Background. Medications prescribed to elderly persons often have an anticholinergic effect, as do many commonly used over-the-counter drugs. Anticholinergic medications are known to produce psychomotor slowing, especially in older persons.

Methods. The present study examined whether the cumulative anticholinergic load present in the serum of community volunteers was associated with decrements on tests of psychomotor performance (gait speed and simple manual response time) known to predict falls in elderly persons.

Results. Serum anticholinergic activity (SAA) was relatively low in this group; however, an elevated SAA was associated with a significant slowing in both gait speed and simple response time.

Conclusion. Cumulative anticholinergic burden may be one of the factors contributing to an increased risk of falls in the older population.

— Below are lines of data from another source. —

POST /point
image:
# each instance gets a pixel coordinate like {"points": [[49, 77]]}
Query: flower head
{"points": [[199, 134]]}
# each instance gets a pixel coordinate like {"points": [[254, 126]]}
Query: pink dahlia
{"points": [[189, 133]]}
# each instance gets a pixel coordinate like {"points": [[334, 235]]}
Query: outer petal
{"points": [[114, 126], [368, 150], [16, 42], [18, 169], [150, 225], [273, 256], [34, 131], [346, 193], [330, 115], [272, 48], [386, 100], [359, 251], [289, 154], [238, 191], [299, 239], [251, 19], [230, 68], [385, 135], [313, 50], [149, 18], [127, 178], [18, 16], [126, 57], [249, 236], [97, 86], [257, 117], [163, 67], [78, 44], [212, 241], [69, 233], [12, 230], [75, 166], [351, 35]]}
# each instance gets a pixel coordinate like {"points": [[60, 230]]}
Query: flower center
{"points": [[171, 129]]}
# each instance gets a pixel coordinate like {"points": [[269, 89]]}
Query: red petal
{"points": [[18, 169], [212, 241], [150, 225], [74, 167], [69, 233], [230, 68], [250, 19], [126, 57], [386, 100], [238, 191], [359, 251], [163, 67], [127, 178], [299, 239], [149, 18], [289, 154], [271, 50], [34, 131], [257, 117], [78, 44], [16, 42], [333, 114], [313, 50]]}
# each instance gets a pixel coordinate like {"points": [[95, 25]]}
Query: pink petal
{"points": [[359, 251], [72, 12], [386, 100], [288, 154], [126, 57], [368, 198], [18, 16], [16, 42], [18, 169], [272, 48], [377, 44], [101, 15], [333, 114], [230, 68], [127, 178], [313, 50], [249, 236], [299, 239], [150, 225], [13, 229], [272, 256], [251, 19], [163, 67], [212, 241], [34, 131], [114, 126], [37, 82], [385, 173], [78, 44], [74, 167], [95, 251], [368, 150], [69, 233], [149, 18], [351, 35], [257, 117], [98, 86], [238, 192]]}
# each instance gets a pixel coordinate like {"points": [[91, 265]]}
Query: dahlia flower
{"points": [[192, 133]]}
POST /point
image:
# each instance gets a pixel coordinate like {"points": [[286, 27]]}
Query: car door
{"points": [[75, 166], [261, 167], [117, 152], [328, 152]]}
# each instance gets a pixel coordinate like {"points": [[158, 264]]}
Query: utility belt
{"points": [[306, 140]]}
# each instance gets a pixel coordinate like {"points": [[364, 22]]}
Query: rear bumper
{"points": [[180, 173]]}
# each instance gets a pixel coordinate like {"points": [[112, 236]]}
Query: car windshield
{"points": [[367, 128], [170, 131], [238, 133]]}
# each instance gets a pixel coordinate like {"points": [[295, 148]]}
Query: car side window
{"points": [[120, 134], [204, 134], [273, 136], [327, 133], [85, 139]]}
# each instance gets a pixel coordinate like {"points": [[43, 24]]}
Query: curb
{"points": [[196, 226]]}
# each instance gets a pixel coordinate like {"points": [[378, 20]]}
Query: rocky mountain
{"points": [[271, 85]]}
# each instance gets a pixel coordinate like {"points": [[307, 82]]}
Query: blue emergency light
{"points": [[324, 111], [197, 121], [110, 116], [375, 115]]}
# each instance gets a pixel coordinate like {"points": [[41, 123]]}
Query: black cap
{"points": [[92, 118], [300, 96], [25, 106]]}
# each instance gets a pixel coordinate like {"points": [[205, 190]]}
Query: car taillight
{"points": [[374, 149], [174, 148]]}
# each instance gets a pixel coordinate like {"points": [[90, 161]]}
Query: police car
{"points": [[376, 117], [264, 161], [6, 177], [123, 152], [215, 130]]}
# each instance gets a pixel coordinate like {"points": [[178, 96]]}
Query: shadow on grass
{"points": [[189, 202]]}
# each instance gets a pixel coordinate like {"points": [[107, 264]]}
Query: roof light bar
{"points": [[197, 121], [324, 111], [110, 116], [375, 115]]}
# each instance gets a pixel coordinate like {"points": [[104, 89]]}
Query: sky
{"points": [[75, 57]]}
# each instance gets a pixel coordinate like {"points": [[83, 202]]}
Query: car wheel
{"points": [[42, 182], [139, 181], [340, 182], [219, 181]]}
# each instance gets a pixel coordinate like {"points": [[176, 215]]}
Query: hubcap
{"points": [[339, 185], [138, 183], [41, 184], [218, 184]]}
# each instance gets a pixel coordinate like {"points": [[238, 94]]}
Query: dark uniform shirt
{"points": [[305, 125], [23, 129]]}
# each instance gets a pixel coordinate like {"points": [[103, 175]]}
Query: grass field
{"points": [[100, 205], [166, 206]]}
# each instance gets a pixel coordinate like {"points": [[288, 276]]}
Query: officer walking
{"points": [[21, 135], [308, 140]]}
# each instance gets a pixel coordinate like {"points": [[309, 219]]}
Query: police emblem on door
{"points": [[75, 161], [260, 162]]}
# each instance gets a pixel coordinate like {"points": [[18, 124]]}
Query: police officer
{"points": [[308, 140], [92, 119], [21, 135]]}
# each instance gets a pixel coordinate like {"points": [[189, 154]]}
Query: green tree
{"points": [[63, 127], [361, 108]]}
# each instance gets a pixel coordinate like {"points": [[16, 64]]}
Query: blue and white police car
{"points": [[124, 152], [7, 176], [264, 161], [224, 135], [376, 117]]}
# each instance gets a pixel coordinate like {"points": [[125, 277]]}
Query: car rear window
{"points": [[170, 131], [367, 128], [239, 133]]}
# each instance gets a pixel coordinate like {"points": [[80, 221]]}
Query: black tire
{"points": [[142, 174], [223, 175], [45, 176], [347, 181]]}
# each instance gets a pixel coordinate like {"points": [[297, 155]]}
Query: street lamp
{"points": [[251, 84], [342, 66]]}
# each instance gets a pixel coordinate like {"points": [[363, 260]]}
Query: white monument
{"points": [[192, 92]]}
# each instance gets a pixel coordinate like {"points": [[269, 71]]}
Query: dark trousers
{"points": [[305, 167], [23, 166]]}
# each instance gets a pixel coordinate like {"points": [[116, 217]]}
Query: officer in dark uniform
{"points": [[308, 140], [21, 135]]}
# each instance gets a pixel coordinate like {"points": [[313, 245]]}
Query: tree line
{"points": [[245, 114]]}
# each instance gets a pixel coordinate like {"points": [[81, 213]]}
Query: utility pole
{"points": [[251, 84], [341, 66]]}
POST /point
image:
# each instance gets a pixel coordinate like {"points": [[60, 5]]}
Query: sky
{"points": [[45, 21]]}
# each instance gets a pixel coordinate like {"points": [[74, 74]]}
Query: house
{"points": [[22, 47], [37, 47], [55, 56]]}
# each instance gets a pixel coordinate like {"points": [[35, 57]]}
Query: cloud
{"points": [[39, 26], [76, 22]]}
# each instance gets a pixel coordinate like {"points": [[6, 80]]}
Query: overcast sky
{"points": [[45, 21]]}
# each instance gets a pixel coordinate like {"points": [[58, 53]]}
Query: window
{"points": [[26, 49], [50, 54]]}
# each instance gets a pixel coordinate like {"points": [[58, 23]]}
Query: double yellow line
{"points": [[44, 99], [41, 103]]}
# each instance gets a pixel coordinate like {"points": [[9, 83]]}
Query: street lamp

MEDICATIONS affecting the central nervous system, including sedatives, neuroleptics, and antidepressants, are associated with an increased risk of falls in elderly persons (1). Another class of medications that may affect balance includes those that interfere with cholinergic metabolism. Anticholinergic medications impair cognitive and psychomotor performance, especially in elderly persons (2), and a recent study (3) found that the cumulative amount of anticholinergic medications taken by elderly patients on a psychogeriatric ward was strongly associated with falls. However, it is not just hospitalized elderly persons who take substantial amounts of anticholinergic drugs. Many of the medications most commonly prescribed to older individuals in the community antagonize muscarinic receptors (4), and elderly persons often use over-the-counter drugs with anticholinergic effects (e.g., cimetidine, diphenhydramine) to treat conditions such as heartburn, allergies, and insomnia. Thus, even community-dwelling elders can carry a substantial anticholinergic burden (5).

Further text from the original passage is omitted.